Regarding the question, the suggested implementation of kNN retrieves for each query in the memory layer k most matching keys from the memory cache. In the 3B model, there are 3 memory layers, each having 32 heads, which gives 96 retrievals per token. In general, we recommend using the brute force approach (full attention - no kNN; an example of such an approach is implemented in this repository) for memories that fit on GPU. However, if you want to use Faiss you will need to tune the index manually (note that the faster Faiss indexes have a training stage and allow to balance between speed and retrieval accuracy). We currently do not provide practical examples with Faiss.

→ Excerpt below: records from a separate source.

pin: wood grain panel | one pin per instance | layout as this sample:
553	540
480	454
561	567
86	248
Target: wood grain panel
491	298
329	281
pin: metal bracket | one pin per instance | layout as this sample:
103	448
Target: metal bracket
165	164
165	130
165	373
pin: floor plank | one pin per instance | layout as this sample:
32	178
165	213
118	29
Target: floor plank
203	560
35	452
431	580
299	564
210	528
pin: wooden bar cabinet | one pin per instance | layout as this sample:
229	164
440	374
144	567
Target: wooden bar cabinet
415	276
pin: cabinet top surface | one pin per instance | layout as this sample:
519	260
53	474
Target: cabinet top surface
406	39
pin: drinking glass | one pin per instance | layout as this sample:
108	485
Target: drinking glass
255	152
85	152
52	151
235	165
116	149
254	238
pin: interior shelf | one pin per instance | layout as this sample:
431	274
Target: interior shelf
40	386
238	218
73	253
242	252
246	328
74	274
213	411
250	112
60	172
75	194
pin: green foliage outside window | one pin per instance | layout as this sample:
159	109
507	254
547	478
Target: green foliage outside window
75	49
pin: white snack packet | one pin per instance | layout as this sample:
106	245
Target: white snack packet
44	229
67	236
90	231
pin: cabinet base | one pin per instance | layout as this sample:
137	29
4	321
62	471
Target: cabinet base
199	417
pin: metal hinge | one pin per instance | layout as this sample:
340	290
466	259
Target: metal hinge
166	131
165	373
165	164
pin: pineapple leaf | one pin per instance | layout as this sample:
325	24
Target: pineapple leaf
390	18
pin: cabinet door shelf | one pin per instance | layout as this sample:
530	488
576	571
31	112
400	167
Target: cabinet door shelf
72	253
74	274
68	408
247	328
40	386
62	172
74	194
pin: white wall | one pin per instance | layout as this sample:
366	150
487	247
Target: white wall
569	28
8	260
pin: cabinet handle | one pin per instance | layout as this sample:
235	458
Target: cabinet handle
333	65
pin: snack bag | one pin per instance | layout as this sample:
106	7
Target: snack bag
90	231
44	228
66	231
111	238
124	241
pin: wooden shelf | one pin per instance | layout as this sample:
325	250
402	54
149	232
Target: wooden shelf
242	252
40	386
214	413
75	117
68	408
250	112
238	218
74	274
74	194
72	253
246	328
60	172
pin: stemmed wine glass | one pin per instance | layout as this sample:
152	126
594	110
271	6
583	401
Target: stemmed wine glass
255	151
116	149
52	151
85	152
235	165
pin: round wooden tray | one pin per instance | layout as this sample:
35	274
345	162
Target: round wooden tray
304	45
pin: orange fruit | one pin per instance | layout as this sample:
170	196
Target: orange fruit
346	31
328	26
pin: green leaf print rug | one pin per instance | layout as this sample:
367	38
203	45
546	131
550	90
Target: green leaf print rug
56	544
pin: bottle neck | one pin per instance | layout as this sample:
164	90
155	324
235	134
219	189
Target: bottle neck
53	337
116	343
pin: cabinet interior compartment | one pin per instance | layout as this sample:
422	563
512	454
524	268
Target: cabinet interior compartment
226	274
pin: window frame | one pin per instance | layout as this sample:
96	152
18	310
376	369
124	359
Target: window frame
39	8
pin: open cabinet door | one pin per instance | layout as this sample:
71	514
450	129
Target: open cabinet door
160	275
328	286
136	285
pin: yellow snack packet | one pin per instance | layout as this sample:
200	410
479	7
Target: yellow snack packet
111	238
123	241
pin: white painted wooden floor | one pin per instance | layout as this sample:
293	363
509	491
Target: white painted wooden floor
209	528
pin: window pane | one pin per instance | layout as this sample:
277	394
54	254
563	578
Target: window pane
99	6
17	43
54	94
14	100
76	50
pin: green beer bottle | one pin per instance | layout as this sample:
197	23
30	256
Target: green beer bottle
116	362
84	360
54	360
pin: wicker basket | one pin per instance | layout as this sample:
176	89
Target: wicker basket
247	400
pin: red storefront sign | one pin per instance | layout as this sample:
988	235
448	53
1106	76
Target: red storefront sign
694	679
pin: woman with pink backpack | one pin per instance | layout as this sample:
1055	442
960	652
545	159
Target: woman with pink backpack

Example times obtained on 40GB A100 GPU with bfloat16 precision using code from this repository (populating of memory cache takes around 17s in this case): process 64k tokens, then generate 100 tokens: ~23s process 64k tokens, then generate 200 tokens: ~29s process 64k tokens, then generate 300 tokens ~36s process 64k tokens, then generate 400 tokens ~43s process 64k tokens, then generate 500 tokens ~50s So in case of 64k memory generation of one token is <= 0.07s (note that if you generate a lot, this time will increase as memory will increase during generation)
Got it, thanks!
If i use faiss as a Memory, during the inference,calculating each token requires 3(becase there are 3 memory attention layers) knn search, right? Will the generation speed become very slow?